Presenter:  Brendan P. Purdy
Presentation type:  Talk
Presentation date/time:  7/27  11:20-11:45
 
A context-free language for binary multinomial processing tree models
 
Brendan P. Purdy, UC Irvine
William Batchelder, Institute for Mathematical Behavioral Sciences, UC Irvine
 
This paper provides a new formalization for the class of binary multinomial processing tree (BMPT) models, and new theorems for the class are developed using the formalism. MPT models are a popular class of information processing models for categorical data in specific cognitive paradigms. They have a recursive structure that is productively described with the tools of formal language and computation theory.
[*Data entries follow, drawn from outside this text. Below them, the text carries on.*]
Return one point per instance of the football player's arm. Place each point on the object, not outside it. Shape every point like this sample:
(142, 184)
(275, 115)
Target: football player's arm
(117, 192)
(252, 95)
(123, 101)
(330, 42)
We provide a proof-theoretic axiomatization that characterizes BMPT models as strings in a context free language, and then we add model- theoretic axioms to interpret the strings as parameterized probabilistic models for categorical data. The language for BMPT models is related to the Dyck language, a well-studied context free language. Once BMPT models are viewed from the perspective of the Dyck language, a number of theoretical and computational results can be developed. We first look at the sub-class of BMPT models that satisfy a uniqueness condition, namely that they have unique categories and parameters. First, we give a complete enumeration of the models under the uniqueness condition. Second, we show when two such models are statistically equivalent. Third, we use the pushdown automaton associated with the Dyck language to partition the models and develop algorithms that compute the probability distribution functions (pdfs) for any given model. Lastly, we relax the uniqueness assumption and we modify the aforementioned algorithms to generate the pdfs for models under linear-order parameter constraints.